Cet état d’ouverture totale se retrouve dans ce qu’il appelle son « trait automatique », un geste
proche de l’écriture automatique des surréalistes.
« L’état nécessaire à la bonne réalisation est un état de lâcher-prise, entre le sommeil et
le réveil… L’écriture automatique devient le trait automatique. »
Il affirme peindre sans contrôler, sans préméditer. « Je n’ai aucun recul sur comment guider mes
choix, je suis moi-même. » La main décide, la raison se retire, et les formes apparaissent — parfois
familières, parfois énigmatiques. « Le travail graphique est très intuitif… des formes viennent se
représenter, mais sans obligation. »
Cette liberté offerte à la création devient aussi une liberté offerte au spectateur.
« Je n’impose rien… Il y a des ‘portes’ pour entrer et chacun choisit de déambuler dans les
traits… »
Ses tableaux sont des territoires ouverts à explorer.
« Un voyage intérieur singulier, qui à chaque visite se renouvelle… Une fenêtre derrière
laquelle le paysage change au rythme de celui qui contemple. »
Un univers qui inspire au delà des frontières
Son parcours a traversé les frontières, jusqu’aux scènes artistiques internationales.
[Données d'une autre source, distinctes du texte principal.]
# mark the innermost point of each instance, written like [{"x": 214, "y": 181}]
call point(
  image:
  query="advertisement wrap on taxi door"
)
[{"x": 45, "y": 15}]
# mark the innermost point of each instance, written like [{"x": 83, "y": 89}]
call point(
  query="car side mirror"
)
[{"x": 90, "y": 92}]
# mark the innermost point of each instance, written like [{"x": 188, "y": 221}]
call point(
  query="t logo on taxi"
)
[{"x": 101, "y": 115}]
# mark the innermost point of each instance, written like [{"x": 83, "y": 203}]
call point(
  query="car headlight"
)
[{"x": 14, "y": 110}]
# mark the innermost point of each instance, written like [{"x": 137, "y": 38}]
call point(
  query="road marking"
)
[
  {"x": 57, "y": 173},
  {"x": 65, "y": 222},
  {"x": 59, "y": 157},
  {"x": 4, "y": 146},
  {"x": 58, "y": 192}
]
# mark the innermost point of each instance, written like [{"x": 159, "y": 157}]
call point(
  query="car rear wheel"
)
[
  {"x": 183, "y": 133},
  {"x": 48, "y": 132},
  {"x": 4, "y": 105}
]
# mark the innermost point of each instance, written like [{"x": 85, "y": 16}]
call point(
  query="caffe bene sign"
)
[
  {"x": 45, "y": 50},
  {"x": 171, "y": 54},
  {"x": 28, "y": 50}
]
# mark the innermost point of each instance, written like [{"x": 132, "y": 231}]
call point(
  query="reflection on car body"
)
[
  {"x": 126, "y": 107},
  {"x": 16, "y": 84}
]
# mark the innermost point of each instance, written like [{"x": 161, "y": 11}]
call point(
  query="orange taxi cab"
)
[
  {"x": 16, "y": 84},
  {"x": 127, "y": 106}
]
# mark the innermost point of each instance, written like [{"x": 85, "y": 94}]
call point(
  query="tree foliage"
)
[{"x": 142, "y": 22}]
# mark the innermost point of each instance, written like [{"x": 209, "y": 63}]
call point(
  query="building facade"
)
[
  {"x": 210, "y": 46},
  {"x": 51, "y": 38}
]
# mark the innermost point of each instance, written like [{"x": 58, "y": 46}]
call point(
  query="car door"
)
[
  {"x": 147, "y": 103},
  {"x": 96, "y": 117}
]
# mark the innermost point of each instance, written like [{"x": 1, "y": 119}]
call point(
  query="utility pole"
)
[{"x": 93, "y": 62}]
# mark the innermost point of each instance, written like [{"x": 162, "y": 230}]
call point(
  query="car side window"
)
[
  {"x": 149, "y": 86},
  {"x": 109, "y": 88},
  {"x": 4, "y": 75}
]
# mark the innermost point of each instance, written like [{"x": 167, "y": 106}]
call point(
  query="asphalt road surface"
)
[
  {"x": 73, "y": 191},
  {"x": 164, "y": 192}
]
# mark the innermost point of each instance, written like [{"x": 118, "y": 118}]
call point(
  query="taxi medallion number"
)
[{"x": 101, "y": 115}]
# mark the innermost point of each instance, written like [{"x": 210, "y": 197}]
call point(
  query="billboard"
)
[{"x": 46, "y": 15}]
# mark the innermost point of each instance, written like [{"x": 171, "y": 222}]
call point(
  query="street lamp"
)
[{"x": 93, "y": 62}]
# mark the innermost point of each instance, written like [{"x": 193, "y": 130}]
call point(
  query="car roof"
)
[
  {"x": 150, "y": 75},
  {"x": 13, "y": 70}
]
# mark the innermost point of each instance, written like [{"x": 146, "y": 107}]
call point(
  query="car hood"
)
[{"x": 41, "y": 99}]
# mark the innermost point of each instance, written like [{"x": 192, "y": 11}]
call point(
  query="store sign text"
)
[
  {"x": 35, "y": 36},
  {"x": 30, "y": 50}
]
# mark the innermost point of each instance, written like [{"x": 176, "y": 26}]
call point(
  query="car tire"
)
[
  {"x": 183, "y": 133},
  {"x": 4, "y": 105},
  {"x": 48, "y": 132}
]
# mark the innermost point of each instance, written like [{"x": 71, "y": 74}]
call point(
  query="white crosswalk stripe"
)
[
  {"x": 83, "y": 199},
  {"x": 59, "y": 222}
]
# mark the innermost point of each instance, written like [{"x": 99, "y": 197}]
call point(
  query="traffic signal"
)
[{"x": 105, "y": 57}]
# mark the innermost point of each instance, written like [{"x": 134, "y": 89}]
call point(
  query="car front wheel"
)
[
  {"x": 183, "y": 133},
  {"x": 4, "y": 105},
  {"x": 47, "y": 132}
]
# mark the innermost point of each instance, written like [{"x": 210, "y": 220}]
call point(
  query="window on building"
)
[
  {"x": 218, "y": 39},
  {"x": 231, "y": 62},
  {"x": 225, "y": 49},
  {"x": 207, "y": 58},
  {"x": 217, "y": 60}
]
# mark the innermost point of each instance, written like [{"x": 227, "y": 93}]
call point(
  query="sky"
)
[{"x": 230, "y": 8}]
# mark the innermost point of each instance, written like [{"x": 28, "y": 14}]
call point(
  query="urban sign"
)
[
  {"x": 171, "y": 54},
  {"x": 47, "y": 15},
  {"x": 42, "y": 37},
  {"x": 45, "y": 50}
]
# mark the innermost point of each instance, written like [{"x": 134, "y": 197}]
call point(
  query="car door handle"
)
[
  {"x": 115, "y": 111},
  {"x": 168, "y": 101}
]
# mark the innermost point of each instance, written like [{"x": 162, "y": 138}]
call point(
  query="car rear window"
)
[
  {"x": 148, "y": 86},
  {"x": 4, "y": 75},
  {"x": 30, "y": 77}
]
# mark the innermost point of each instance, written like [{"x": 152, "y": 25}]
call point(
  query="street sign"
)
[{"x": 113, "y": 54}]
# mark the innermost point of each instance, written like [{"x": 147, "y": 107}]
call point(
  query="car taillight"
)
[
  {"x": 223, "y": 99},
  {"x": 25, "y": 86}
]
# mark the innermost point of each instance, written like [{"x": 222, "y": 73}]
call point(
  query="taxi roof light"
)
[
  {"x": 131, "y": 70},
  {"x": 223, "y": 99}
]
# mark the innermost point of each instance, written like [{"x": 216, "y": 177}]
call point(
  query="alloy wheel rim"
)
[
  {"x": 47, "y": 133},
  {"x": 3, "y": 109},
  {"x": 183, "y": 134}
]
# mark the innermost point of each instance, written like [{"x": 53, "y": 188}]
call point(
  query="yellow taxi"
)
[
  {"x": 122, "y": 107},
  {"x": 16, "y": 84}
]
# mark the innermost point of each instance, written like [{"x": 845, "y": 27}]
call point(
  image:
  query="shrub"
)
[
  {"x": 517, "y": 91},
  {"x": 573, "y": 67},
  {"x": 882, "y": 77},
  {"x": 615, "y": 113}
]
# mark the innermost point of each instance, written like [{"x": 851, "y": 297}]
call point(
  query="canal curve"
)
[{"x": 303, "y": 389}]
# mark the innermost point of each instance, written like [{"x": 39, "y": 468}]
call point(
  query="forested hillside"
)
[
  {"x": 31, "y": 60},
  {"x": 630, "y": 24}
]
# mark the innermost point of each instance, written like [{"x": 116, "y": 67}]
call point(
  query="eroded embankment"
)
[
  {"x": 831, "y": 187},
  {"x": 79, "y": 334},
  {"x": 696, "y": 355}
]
Pourtant, l’une
des expériences qui l’a le plus marqué reste une rencontre décisive. Il se souvient de sa
candidature à Art Capital :
« Un jour, Jean-François Larrieu me téléphone et me propose d’exposer dans son groupe… Je ne
pouvais croire accrocher une toile à côté de Robert Combas ou Antonio Segui. »
Cette reconnaissance venue des pairs marque un tournant, une forme d’accomplissement.
À la fin, lorsqu’il doit définir sa démarche, Alain choisit la simplicité :
« Un travail obsessionnel graphique, très écrit, à la limite de l’abstraction et de la
figuration… Une démarche très personnelle, loin de toute contrainte, identifiable avec le désir
constant d’inventer et de faire cohabiter la matière. »
Et de son univers, ouvert, foisonnant et toujours en mouvement, il invite le spectateur à entrer
comme un voyageur, curieux et libre, avec la promesse d’y trouver, peut-être, sa propre histoire.